Robinson: Okay, so 2012 matters. Last night we put up on Facebook a notice that I would be interviewing you today and invited people to put up questions. I checked thirty-four minutes after we put up the notice and dozens of people had already put up comments. One wanted me to ask “why he’s so awesome” and “why he’s only sharing that awesomeness with his family in southeastern Wisconsin.” Another said it’s “borderline irresponsible for a Republican who could clean Obama’s clock to choose not to run.” Yet another asked why you don’t just cut the routine and team up with Chris Christie to win this thing. And I got an e-mail from Professor Paul Ray: “What an opportunity we have been given, and what will it mean if we waste it?” Congressman?

Ryan: No pressure [laughs]. We can do this, and I don’t feel like I have to be the vessel on top of the ticket in 2012 to do it. As far as I am concerned, from the House we have done a lot to frame this debate. We have done a lot to move this conversation to where it belongs, and we can do more to do that. But you have to have it in your mind, in your heart, in your gut to so badly want to be president in order to run effectively for it, and I just don’t have that.

Robinson: Maybe that is what qualifies you. OK. Far be it from me, I have never run for dogcatcher, I am not going to beat you up over that, but let me ask one more question about the presidential field. Mitch Daniels, governor of Indiana, a good buddy of yours, said recently that no Republican candidate is saying what needs to be said. Do you agree?

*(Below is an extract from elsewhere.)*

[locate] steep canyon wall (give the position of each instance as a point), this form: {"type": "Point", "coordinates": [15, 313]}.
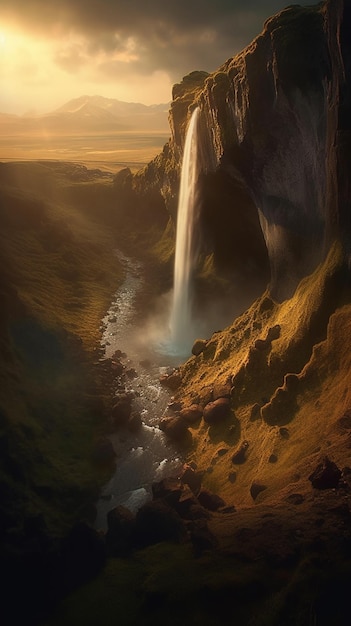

Ryan: I think they will. I think time will heal these problems and I think we have done a lot in the House to advance this debate. Because they will not be able to run away from what we have already done, and I am fine if people do not like the way we propose to solve the problem. Use these conservative principles, apply them to the problem, come up with a different route of solving the problems—that is great. I think that is going to have to happen, and I think these candidates will get there. It is still in the relatively early stages of this race.

Robinson: We have been talking about the challenges for this republic, the wider decline of Western civilization, now last question. Can the Packers pull it off again?

Ryan: Oh yeah, absolutely.

Robinson: And it is Lambeau Field.

Ryan: Do not come to Wisconsin and say “Lambert Field.”

Robinson: OK. Congressman Paul Ryan, chairman for now, and apparently if you are intent on staying in the House, for some time to come, of the House Budget Committee, thank you.